YouTube - Barbarians - The Primitive Celts 1/6

What are your opinions on this series? Have the Romans distorted the history of the neighbouring peoples.


----------



## Drachir (Nov 25, 2009)

With my pathetic connection speed, I am unable to view or even download the video.  However, I can say that the Romans, like all great powers, were very good at justifying their actions by depicting those they victimized as barbaric or threatening.


----------



## Urien (Nov 25, 2009)

I enjoyed the series. Ace knows a great deal about the Romans so could offer useful info. The Romans wrote the history of their wars and they weren't big on making themselves look bad.

I think Terry Jones went a little over the top the other way, saying Romans bad, barbarians good and civilised. I suspect that by modern standards we would deem them all morally deficient; though I've never been a fan of retrofitting 21st century morals on ancient societies.

Well worth a watch though; Terry Jones is a good and interesting presenter.


----------



## Peter Graham (Nov 25, 2009)

Well said, my liege.

As we've discussed before (for which read "as I've banged on about endlessly before"), whimsical 21st Century thinking likes to portray certain tribes/peoples - and this definitely includes the Celts - as being peace-loving proto-hippies, in touch with earth energies and part of some Celestial Oneness.  Said Celestial Oneness was untimely ripp'd from them by more aggresively masculine and/or technologically advanced cultures such as the Romans.  

"Barbarian" derives (I think) from a word just meaning "bearded ones".  Although that is not a particularly offensive word, it does give an indication of how the Romans viewed other peoples.  I think we can see echoes of that mindset today in the way that some Londoners refer to things outside the capital as being "provincial", which clearly carries negative connotations without actually expressly stating them.

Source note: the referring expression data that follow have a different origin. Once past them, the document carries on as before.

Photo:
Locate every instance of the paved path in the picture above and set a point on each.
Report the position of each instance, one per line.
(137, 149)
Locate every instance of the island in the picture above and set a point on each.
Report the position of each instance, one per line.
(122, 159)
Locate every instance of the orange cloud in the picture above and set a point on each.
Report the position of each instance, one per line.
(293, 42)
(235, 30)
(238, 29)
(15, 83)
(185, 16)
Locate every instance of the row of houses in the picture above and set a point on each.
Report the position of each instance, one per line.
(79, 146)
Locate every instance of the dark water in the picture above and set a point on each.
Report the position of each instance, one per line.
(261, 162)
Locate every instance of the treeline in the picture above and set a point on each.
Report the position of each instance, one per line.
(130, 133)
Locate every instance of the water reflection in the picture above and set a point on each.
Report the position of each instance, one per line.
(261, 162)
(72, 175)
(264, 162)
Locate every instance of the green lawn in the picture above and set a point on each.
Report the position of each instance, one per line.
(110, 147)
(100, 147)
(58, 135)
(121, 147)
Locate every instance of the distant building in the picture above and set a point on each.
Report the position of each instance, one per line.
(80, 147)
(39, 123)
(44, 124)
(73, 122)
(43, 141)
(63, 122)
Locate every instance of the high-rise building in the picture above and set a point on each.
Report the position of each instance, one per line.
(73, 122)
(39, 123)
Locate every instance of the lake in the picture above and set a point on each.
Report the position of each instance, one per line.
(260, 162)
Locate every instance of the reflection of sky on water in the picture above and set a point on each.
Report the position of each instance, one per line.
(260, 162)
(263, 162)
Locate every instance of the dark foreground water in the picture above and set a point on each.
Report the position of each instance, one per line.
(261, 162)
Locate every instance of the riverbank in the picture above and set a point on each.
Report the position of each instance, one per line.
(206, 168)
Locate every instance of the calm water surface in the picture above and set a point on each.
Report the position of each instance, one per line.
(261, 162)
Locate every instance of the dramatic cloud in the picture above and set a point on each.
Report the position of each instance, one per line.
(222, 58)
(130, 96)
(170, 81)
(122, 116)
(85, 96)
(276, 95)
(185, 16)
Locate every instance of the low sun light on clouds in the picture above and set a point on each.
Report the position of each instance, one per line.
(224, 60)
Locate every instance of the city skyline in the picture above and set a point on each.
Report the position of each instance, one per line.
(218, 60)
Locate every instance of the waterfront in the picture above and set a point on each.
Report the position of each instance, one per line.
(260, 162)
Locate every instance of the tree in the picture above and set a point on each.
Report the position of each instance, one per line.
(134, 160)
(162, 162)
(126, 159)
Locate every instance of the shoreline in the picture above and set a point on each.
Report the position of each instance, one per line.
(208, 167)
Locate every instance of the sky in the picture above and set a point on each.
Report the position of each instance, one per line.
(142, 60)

But Urien Gwledig is right.  Roman society and Celtic society were both capable of great beauty and great cruelty.  Being on the losing side doesn't make one any more morally superior. 

Regards,

Peter


----------



## Dimentio (Jan 17, 2010)

The Romans were not actually technologically superior to the Celts. The Celts could actually have beaten Rome if they had been unified (as their metallurgy were superior to the Romans and they thus could produce superior weapons). Celtic technological and scientific inferiority is mostly a myth created by Roman authors, amongst them Julius Caesar.


----------